Monday, May 1, 2023

When the King Returns

Alan Jacobs, having just finished teaching a book that caused him to reflect on the meaning of "the Reurn of the King," considers eschatology:
Among the most neglected biblical images — neglected in comparison to its importance — is that of the Return of the King. When your King has gone on progress, or for some other reason has left the kingdom or left the capital city, then you patiently but attentively await his return. You look for his appearance on the horizon and while you are waiting, you prepare the way of the Lord. You make a highway for him in the wilderness; you make the crooked places straight and the rough places plain; and then when you see him in the distance, you come out to meet him and escort him home. That’s how it’s done.

A failure to understand this essential practice is the primary cause of the wholly mistaken idea of the Rapture. Paul tells the Thessalonian church: “Then we who are alive, who are left, will be caught up together with them in the clouds to meet the Lord in the air, and so we will always be with the Lord.” The assumption of Rapture theology is that when believers go up to meet the Lord in the air, he immediately does a 180 and heads back to heaven, taking them with him. But that’s not what the text says, because it wouldn’t make any sense. Why would he come halfway between heaven and earth only in order to turn around? He could just summon them to heaven if that’s where they’re meant to be going. But the faithful, patient believers are not meeting the Lord in the air so that they can then go to heaven with Him. They’re meeting the Lord in the air so they can escort him into his Kingdom, what will become the New Earth, with its capital the New Jerusalem, where he shall reign for ever and ever.
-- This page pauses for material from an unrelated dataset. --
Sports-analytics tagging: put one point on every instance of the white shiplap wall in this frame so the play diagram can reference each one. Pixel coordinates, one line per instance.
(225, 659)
It’s in response to this story that N.T. Wright wrote a delightful little essay, “Jesus Is Coming – Plant a Tree!” You plant a tree because every tree that you plant is a token of faith in the New Creation, and a means of preparing for the New Earth. Christians don’t often think that way because they assume that the idea of the New Creation means that everything that currently exists will simply be destroyed and then God will start all over from scratch. But that can’t be the case, because the first fruit of the New Creation is the resurrected Lord Himself, and His resurrected body bears upon it the marks of his crucifixion. Therefore his resurrection body is a glorified body, yes, but continuous with the body that was born into this world, and that left this world by means of crucifixion. Indeed, a different body might be glorious, but not glorified.

When you look at matters in that light, then, if you are a Christian, you have a very specific reason to practice repair. Every act of repair is a means of preparing the way of the Lord. Every act of repair is a preparation for and a contribution to the New Creation. Every act of repair is a step towards the renewal of this broken world. And that’s what God intends to do — make all things new, not simply erase them, not simply delete them and start over ab initio. Make them new. ....
Alan Jacobs, "the Return of the King," The Homebound Symphony, April 29, 2023.